Hamilelik ve doğumla ilgili bu bakış açısı, orta sınıfın belirli bir deneyimiyle ilgilidir ve maddi kaynakların istenmeyen bir hamilelikle karşılaşan kadınlara sağladığı avantajın anlaşılmasını sağlar. Orta Çağ döneminde işçi sınıfı kadınları mali kısıtlamalar nedeniyle sınırlı seçenek ve fırsatlarla karşı karşıyaydı. Daha varlıklı meslektaşlarının aksine, kolayca yeni kıyafetler edinemiyor ya da uzun süreli seyahat edemiyorlardı. Sonuç olarak, durumlarını gizlemek uygulanabilir bir seçenek değildi ve hem dini hem de toplumsal kurumların evlilik dışı doğumu ve ilgili kadın bireyleri damgalamakta ısrar ettiği bir dönemde kınama ve ayıplamadan kaçınma olasılığı düşüktü. Hamileliğin yönetilmesi ya da gizlenmesi kadınlar arasında yaygın bir uygulamaydı ve bu durum sıklıkla trajik bebek öldürme vakalarına yol açıyordu.
Katolik Kilisesi
Orta Çağ toplumundaki bireylerin çoğunluğunun bekârlığı benimsemiş olması mantıksız olsa da, evlilik dışı cinsel faaliyetlerden kaynaklanan istenmeyen gebelikleri önlemek için bir azınlığın bu yaşam tarzını benimsemiş olması akla yatkındır. Kilisenin sekse bakış açısı, bunun sadece üreme amacına hizmet ettiği yönündeydi. Sonuç olarak, evlilik dışı veya evlilik öncesi cinsel faaliyette bulunmak onaylanmıyordu ve hem ilgili bireyler hem de onların çocukları için sosyal sonuçlar doğuruyordu. Birçok durumda, bu tür çocuklar meşru kabul edilmemiştir. Din, bireylerin bedenleri ve cinsel davranışları ile ilgili kişisel seçimleri üzerinde önemli bir etkiye sahip olduğu için bu çerçevede bir doğum kontrol aracı olarak hizmet etmiştir.
Dini inançlar, bireylerin cinsel aktiviteye ilişkin kararlarının belirlenmesinde önemli bir rol oynamıştır.
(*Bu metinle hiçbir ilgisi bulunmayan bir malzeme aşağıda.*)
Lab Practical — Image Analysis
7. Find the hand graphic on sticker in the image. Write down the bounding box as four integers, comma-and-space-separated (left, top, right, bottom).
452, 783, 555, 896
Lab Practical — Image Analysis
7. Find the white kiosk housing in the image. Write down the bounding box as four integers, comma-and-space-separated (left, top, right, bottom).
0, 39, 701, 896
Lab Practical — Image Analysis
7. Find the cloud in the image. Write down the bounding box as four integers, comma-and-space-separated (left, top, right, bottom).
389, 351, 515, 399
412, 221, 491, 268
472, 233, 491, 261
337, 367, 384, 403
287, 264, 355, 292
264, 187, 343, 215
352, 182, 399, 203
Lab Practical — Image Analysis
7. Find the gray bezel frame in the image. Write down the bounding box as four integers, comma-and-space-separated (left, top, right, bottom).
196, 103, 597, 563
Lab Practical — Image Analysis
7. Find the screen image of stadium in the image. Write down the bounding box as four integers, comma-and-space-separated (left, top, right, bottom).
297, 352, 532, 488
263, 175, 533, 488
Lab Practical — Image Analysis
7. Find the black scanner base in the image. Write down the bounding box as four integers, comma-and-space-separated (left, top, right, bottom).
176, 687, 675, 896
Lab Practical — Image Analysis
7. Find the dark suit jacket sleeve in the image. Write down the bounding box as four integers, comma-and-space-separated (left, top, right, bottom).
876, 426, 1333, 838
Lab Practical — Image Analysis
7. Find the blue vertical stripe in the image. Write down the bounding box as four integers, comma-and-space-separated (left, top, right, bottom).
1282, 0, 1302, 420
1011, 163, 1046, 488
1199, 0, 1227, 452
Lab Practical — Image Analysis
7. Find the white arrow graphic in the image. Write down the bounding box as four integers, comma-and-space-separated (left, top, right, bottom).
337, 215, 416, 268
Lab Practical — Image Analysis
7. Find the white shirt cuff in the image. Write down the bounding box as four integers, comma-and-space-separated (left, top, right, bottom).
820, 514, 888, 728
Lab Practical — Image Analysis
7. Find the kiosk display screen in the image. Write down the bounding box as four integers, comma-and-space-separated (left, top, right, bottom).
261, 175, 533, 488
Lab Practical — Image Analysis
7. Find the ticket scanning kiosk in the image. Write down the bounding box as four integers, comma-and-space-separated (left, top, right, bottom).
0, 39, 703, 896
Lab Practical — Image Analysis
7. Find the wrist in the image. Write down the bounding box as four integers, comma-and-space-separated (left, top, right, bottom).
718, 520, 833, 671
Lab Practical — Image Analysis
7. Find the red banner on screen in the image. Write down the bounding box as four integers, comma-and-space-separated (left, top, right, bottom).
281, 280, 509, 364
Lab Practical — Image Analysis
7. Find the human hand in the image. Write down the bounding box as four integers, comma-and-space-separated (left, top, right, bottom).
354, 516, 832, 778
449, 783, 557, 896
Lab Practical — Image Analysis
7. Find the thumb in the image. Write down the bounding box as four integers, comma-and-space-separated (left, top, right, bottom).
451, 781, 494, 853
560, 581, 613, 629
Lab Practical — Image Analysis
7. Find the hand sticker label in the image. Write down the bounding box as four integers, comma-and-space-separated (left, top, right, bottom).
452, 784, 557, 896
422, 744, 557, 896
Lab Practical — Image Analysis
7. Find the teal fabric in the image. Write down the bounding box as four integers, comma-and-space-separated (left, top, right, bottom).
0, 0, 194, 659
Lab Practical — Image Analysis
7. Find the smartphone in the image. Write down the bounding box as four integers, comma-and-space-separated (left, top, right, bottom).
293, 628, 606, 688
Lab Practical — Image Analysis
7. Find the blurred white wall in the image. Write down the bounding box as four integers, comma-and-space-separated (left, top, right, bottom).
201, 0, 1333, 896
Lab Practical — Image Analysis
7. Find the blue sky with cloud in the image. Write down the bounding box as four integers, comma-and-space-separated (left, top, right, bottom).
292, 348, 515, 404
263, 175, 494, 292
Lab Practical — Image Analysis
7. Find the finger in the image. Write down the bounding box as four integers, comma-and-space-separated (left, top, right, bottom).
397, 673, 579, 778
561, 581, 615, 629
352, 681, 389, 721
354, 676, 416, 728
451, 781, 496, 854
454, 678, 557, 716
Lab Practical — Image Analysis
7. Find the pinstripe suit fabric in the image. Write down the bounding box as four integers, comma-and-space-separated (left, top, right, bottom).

Hamile kalmaya çalışırken doğum kontrolünü bilinçli olarak bırakma kararına benzer şekilde, birçok birey için cinsel aktivitenin ne zaman uygun görüldüğü kararı da bu faktörden etkilenmektedir. Halihazırda Katolik Kilisesi üremeyi evliliğin temel bir unsuru olarak görmekte ve bilinçli olarak çocuk sahibi olmamayı tercih etmeyi kutsallığı geçersiz kılmaktadır.
Söz konusu bakış açısı Papa IX. Gregory dönemine ve onun 13. yüzyılın başlarından ortalarına kadar uzanan dönemde yayınladığı fermana kadar uzanmaktadır. Söz konusu kararname, üremeden kaçınma amacıyla yapılan evliliklerin geçersiz sayılmasını öngörüyordu.
Orta Çağ Döneminde Cinsel Eğitim
Bu dönemde cinsel eğitim ve anatomi konusundaki genel bilginin sınırlı olmasına rağmen, bireyler hamileliği önleme yöntemleri konusunda yeterli bir anlayışa sahipti. Daha önce araştırıldığı üzere, Orta Çağ toplumu bedenlerini kontrol etmek, gebe kalmaktan kaçınmak ve nihayetinde kaderleri üzerinde bir miktar tasarrufta bulunmak amacıyla çok çeşitli fiziksel ve ahlaki doğum kontrol teknikleri kullanmıştır.